Games are supposed to be built around a specification and having a turbo mode in a console not only increases the ambiguity of development and how well software performs, but could lead to another RROD fiasco if some piece of software keeps the turbo mode going too long, even in just one core of many. I would highly discourage such an idea, multi-thread your goddamn code if it's overloading just one core/thread.
Controlling the clock speed for non gaming tasks I would think is already implemented though. As pulling 100W just to run a DVD is madness.
I wasn't advocating that the developers would have control over the overclocking portion of the system. I don't know how smart the system would have to be to automatically overclock based on certain code criteria or even if it would be beneficial. My thought was the developer wouldn't even have to know it was happening, for all they know that is the speed they are getting for that particular code, if it was because it was overclocked or not. This could however lead to some developers writing code in such a way as to cheat the system to provide that overclock more often then not.
Was just curious if certain small amounts of code would benefit with a slight overclock that the system would just throttle to and fro depending on the data it needs to crunch. I would also hope current throttling of some kind is being performed during less demanding tasks.

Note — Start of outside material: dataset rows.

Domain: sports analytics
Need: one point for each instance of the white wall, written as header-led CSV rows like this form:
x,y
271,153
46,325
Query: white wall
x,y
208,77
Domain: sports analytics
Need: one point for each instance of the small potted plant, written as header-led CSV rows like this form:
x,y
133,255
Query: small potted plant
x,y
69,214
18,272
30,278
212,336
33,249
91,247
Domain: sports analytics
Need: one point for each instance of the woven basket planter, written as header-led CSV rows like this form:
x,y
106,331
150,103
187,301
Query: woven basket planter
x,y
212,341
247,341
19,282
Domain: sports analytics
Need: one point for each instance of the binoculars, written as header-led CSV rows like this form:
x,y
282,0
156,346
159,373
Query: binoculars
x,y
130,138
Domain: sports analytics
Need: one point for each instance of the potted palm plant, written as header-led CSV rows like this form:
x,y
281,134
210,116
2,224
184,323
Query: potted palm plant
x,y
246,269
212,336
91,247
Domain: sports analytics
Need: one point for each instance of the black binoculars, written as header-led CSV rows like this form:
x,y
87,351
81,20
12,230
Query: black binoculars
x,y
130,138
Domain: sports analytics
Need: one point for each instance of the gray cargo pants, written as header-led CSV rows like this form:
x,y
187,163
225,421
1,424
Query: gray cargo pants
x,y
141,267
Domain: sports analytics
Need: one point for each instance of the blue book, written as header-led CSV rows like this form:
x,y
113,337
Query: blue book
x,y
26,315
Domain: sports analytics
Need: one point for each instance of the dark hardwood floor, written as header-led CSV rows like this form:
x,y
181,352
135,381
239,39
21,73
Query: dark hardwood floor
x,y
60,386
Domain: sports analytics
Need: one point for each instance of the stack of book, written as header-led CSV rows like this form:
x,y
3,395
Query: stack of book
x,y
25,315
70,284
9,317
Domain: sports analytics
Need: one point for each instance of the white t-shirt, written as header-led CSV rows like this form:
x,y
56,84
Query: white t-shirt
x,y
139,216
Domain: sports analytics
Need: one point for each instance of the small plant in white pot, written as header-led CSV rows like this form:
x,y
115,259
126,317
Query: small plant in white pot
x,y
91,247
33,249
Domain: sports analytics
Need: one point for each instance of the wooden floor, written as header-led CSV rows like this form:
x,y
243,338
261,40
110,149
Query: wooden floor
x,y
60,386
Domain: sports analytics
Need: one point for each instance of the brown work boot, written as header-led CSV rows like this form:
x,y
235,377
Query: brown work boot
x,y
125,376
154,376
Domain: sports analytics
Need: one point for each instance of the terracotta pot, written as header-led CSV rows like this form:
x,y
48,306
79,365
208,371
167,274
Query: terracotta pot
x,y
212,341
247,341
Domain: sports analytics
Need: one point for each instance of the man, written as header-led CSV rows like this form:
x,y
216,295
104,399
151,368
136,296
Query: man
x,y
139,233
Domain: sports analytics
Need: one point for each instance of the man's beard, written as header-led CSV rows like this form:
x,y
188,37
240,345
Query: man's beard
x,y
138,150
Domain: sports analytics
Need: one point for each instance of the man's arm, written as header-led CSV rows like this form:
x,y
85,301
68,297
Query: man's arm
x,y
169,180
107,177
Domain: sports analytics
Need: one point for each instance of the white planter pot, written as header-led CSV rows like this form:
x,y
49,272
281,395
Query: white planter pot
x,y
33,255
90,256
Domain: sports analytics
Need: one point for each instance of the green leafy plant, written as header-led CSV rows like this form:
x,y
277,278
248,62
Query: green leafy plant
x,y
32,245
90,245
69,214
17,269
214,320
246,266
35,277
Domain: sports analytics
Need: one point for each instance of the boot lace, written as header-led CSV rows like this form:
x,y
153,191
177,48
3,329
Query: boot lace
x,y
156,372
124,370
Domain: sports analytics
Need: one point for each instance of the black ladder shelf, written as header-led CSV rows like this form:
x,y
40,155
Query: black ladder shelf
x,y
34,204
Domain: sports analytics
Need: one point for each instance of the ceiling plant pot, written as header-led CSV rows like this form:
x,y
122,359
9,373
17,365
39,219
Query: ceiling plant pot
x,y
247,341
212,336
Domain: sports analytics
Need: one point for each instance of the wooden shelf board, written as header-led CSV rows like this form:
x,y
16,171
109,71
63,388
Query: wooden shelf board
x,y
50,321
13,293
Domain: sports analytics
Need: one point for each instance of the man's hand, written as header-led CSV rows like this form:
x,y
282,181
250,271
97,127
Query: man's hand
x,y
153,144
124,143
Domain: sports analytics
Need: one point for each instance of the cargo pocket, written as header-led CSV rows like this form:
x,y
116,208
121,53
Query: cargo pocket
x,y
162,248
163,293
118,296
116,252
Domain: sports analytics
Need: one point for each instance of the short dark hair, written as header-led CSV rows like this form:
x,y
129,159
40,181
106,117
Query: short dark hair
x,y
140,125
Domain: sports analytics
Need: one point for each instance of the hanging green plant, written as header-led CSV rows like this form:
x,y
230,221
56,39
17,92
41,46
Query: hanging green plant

I only bring this up because I have a rooted Droid and have set my Droid to overclock and underclock ondemand. It has given me both better performance and increased battery life as my stock 550mhz processor goes down to 250mhz when the screen is off and or the load is small up to 800mhz when its doing extensive tasks. The only problem is there is an inherent delay with ondemand, by the time the system realizes it needs to overclock it had already started to crunch data at the slower speed.